Last week we showed off some pictures of the completed Loadhaul liveried CEA hoppers. This week it's the turn of the EWS ones.

Even though there have been some questions raised about the success of the CEA conversions it would appear that EWS saw some use for the small fleet of covered hoppers. A large number of them gained one of two variations of EWS livery either unbranded EWS maroon with stencilled lettering or fully branded EWS with gold lettering. In both cases a smart new retractable sheet in EWS maroon was also fitted.

As with the vast majority of our packs the wagons will be supplied with clean and weathered versions along with loaded and empty physics. These wagons also feature automatic body switching to take in to account the different positions of ladder and aer fitted with our intelligent tail lamp system.

Monday, 12 October 2015

Clean VCA Vans

Fastline Simulation: A VCA from the first lot is seen after being recently repainted in maroon livery.

Fastline Simulation: A VCA in sparkling Railfreight flame red and grey livery stands outside of the works.
We first gave you a glimpse of the VCA vans as the header image for the September Update. Today we felt it was about time to let you have a look at the full set of clean vans. Naturally there will be some weathered examples along later.

In 1971 a new design of air braked long wheelbase van with two centrally mounted sliding doors appeared from Ashford works. These 125 wagons to lot 3764 were coded as COV CD and were painted Freight Brown with a large Double Arrow high on the left hand side. In the 2nd half of 1974, Shildon Works constructed a further 100 vans to lot 3832. It is these 2 lots of wagons that feature in this pack. After the change over to TOPS, these vans were coded as VCA, though the 2nd lot were incorrectly labelled as VBA when new (not featured in the pack). In time the first lot were repainted in Maroon livery with a boxed Double Arrow and Railfreight branding. Both lots later received Railfreight Flame Red & Grey livery.

Tuesday, 6 October 2015

Loadhaul CEA Covered Hoppers

Fastline Simulation: A pristine Loadhaul liveried CEA conversion is seen from the less cluttered side. The original HEA hopper was one of the early built examples with a central ladder.

Fastline Simulation: A CEA conversion of one of the more numerous offset ladder HEAs in weathered Lodhaul livery is seen from the side with the sheet rubber straps and bodyside cleats.
A fair while ago we shoed some pictures of the CEAs under development. Today it's a pleasure to show off the final versions with updated materials and textures and a few other tweaks.

The CEA conversion was one of the latter attempts to find a use for the large numbers of hoppers that were standing around with very little to do.

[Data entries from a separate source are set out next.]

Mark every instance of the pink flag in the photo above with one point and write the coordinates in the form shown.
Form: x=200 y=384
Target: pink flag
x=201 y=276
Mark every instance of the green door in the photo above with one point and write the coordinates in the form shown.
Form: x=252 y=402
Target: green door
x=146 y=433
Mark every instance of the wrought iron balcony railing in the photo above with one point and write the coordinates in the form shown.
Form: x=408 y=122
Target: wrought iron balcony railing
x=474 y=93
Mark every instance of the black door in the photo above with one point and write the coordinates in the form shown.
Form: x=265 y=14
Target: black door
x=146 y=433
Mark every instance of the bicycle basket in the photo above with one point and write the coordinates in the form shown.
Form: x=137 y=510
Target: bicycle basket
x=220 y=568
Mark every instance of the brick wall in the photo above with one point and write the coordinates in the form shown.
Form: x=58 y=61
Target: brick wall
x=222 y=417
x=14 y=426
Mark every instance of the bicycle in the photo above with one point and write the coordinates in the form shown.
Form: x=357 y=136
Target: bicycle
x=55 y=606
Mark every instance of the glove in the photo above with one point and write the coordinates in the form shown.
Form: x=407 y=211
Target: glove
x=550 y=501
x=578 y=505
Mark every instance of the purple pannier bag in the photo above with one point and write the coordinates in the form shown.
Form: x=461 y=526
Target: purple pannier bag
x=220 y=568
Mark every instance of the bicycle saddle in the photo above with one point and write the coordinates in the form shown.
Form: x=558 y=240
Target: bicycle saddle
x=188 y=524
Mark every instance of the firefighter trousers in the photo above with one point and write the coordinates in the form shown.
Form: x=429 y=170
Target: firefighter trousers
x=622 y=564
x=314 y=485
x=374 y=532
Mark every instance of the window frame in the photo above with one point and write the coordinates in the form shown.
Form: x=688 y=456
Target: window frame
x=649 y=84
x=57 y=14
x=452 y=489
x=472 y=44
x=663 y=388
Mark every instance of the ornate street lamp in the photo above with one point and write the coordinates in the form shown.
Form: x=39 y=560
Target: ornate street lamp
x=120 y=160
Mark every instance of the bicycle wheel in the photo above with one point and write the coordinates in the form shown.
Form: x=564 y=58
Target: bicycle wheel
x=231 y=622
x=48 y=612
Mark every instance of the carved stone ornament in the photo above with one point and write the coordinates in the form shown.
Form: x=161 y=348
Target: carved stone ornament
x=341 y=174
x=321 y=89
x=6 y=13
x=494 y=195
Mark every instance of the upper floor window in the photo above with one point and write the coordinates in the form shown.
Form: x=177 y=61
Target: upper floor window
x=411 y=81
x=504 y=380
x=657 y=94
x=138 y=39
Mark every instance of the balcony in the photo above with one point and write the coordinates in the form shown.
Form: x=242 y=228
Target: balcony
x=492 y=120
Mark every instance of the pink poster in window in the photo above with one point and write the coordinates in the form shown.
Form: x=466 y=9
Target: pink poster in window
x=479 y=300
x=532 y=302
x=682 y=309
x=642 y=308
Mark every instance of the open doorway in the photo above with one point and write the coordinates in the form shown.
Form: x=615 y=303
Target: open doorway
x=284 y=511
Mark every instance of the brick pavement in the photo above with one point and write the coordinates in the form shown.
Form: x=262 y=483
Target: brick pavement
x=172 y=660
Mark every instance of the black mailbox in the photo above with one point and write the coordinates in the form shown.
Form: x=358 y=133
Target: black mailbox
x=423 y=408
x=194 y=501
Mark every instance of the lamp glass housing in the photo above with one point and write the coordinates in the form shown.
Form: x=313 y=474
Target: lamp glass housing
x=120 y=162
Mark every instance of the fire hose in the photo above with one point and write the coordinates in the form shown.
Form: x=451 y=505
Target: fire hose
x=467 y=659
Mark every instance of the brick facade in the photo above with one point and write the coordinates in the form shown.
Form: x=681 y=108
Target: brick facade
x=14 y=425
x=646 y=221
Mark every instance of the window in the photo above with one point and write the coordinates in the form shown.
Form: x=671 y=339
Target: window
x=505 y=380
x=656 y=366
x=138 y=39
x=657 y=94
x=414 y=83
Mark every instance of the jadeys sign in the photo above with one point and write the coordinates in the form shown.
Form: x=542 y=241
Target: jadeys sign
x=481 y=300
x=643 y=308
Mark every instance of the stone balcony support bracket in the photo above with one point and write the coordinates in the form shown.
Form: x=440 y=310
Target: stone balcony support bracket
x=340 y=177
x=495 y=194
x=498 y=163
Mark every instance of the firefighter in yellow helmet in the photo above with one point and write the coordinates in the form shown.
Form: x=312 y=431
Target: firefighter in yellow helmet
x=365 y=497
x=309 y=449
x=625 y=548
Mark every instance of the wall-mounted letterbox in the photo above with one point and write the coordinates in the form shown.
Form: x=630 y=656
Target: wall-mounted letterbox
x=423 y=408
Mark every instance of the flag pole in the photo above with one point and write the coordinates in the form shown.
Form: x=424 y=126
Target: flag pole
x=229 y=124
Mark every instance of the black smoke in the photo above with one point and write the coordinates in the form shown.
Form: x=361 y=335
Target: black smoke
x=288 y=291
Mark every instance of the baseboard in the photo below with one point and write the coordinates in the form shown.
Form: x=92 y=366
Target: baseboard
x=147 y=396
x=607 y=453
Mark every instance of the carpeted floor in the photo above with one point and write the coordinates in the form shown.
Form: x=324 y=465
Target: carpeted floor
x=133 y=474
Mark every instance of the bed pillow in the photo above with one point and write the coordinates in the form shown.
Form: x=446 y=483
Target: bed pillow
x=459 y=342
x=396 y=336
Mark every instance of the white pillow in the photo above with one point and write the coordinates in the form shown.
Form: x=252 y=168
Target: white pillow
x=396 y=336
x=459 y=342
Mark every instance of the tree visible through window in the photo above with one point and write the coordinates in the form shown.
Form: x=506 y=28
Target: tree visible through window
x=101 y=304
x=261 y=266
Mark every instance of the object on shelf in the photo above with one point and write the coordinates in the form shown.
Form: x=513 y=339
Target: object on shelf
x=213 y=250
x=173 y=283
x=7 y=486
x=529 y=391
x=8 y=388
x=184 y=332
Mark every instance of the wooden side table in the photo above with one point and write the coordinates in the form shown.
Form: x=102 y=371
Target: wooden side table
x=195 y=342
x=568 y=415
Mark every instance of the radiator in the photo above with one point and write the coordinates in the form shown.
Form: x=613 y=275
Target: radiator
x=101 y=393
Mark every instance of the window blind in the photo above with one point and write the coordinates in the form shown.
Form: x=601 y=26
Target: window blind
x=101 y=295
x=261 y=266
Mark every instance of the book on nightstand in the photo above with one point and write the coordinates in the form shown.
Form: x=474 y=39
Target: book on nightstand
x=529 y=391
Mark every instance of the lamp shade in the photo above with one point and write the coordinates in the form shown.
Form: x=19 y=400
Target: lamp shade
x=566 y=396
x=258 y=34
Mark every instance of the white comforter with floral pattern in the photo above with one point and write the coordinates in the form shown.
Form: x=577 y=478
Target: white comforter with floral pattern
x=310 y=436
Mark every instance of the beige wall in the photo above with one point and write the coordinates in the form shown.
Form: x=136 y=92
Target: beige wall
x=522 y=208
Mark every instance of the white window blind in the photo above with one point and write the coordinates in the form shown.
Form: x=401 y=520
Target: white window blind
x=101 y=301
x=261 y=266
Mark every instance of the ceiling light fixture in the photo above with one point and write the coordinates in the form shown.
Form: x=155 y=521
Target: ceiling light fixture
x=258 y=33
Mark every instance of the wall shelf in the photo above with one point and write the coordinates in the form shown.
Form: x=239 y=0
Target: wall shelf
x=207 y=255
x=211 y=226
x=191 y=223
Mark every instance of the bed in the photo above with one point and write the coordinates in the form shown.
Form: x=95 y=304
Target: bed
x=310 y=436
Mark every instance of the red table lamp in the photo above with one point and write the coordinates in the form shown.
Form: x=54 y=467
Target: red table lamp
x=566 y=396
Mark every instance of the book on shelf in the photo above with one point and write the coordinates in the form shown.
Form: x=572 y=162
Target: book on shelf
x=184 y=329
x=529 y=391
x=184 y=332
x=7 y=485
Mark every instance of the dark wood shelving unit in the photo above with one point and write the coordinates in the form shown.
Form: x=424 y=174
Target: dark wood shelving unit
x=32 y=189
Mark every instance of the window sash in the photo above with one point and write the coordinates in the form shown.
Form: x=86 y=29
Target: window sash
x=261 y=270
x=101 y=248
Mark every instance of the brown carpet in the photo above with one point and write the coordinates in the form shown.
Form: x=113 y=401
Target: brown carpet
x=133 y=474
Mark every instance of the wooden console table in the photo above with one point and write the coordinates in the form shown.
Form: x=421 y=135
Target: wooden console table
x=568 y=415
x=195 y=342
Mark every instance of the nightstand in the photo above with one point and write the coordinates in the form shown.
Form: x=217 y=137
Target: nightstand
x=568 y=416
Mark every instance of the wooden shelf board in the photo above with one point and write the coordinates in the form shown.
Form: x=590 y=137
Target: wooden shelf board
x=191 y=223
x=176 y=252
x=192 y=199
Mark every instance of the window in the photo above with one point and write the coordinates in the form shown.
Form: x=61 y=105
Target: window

They were converted in 1996 by the shadow privatisation company Loadhaul with a retractable sheet that could be rolled back from ground level by attaching a windlass to a spigot fitted to the under-frame to allow them to carry products which needed protecting from the weather or may have had issues with dust blowing off in transit. Interestingly a thin corner support was added to the later build wagons at the time of conversion which led to a little bit of confusion at one point in the development of this expansion!

Some 44 wagons were converted and they appear to have had questionable success in traffic. Some commodities that the wagons have been noted carrying include Limestone, Calcified Seaweed, China Clay, Petroleum Coke and Chipped Tyres for use at Aberthawe Cement Works.